Elle explique très bien l’évolution historique du quartier, renforcée par le mépris de classe que lui manifeste sa future belle-famille, se moquant de son ignorance à propos des glaces Bertholon (je pourrais lui donne des adresses bien meilleures, soit dit en passant) et s’étonnant qu’elle apprécie les ballets Preljocal (p. 134).
Pour se faire accepter, la jeune femme se fait discrète, acceptant de n’être que mignonne et rigolote. Des années plus tard elle persistera à offrir un silence de rêve à ceux qui voudront jouer avec elle au jeu de Tu-Me-Donnes-Quel-Age qu’elle déteste (p.258).

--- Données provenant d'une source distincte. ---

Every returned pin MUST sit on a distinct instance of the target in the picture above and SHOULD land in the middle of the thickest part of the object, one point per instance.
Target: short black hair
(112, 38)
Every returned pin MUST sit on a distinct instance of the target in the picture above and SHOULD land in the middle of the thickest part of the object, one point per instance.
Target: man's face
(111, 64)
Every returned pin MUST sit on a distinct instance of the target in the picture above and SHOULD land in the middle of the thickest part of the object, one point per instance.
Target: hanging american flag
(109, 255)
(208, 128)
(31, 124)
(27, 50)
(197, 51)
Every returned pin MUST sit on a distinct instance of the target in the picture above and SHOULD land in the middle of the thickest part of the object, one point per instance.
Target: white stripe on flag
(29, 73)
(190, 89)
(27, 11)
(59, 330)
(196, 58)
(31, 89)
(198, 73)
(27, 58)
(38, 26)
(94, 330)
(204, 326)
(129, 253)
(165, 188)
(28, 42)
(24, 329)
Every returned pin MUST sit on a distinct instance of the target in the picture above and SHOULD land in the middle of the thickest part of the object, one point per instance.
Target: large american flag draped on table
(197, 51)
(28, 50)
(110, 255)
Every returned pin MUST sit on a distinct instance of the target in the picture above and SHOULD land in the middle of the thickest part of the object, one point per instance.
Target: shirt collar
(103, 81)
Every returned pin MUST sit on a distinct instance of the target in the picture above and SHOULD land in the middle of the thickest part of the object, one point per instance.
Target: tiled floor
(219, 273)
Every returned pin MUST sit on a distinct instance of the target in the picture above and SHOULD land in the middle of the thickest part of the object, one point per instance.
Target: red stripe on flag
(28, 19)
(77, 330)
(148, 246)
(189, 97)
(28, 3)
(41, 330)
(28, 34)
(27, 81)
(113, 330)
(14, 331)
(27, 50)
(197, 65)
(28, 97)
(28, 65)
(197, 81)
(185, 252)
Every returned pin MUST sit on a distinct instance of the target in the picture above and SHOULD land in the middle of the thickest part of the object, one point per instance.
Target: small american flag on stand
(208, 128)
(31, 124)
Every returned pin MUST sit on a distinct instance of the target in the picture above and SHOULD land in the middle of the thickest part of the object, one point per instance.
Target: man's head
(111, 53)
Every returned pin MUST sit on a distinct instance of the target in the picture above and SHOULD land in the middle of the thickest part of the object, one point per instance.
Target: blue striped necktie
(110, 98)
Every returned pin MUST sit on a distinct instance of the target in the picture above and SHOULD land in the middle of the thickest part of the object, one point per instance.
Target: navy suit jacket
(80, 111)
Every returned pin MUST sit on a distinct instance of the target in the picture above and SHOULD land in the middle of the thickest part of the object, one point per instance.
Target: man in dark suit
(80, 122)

Pourtant elle n’a pas la langue dans sa poche, surtout quand elle dégaine son stylo pour écrire. A propos de cette belle famille elle transformera la mise en garde collée sur les portes du métro : Ne mets pas ton coeur dans cette famille, ou tu risque de te faire pincer le coeur très fort (p. 134). Ou encore : du coté des parents de Gustave j’ai très vite compris que la chaîne du froid avait été rompue. Ils avaient pris un coup de chaud, je veux dire. L’annonce de ma grossesse les avait achevés (p. 139).
Petit à petit, ce qui est une chronique tendre d’années difficiles mais joyeuses glisse dans un récit de vie bouleversant. Les indications ponctuant la première partie comme, à propos des gifles que lui envoie son père, je savais retenir mes larmes, j’avais du métier (p. 104) ne sont plus furtives. C’est un très long cri que l’on entend dans la seconde moitié du livre.
On le perçoit au détour de chaque paragraphe. La grossesse s’avère très difficile. Elle traversera son accouchement et le mois qui suivra comme un naufrage. J’ai ressenti de la colère à la lire en m’insurgeant que si peu de monde ne lui soit venu en aide.
Le décès d’un de ses jumeaux est une intoxication infinie et lente (p. 209). Nadège a le courage d’aborder un sujet tabou, de même que celui des fausse-couches, un terme qui révolte Line Papin dans Une vie possible. Les mamans des bébés morts ne parlent pas (p. 162). Comme si le drame était une énigme. Rien d’étonnant alors que les confidences soient ponctuées de termes médicaux et de rapports qui sonnent comme des pièces à conviction.
On voudrait tant qu’elle ne se sente plus coupable mais victime de la mort de cet enfant ! J’espère que son cri agira comme une délivrance. C’est le mot que l’on emploie (à l’instar du « travail » qu’elle n’aime pas) pour désigner un accouchement. Mon petit est un bel et beau bébé ! Nous souhaitons tous qu’il y en ait d’autres ensuite et que Nadège Érika soit l’heureuse maman d’une famille de nombreux romans depuis qu’elle a démissionné de son métier d’éducatrice spécialisée dans le médico-social pour se consacrer à l’écriture.
Mon petit de Nadège Erika, éditions Livres agités, en librairie le 25 août 2023
Les citations de début d’articles font référence à Un dernier été d’Erin Hildenbrand, Ceux qui restent de Jean Michelin et Mes Soeurs, n’aimez pas les marins de Gregory Nicolas.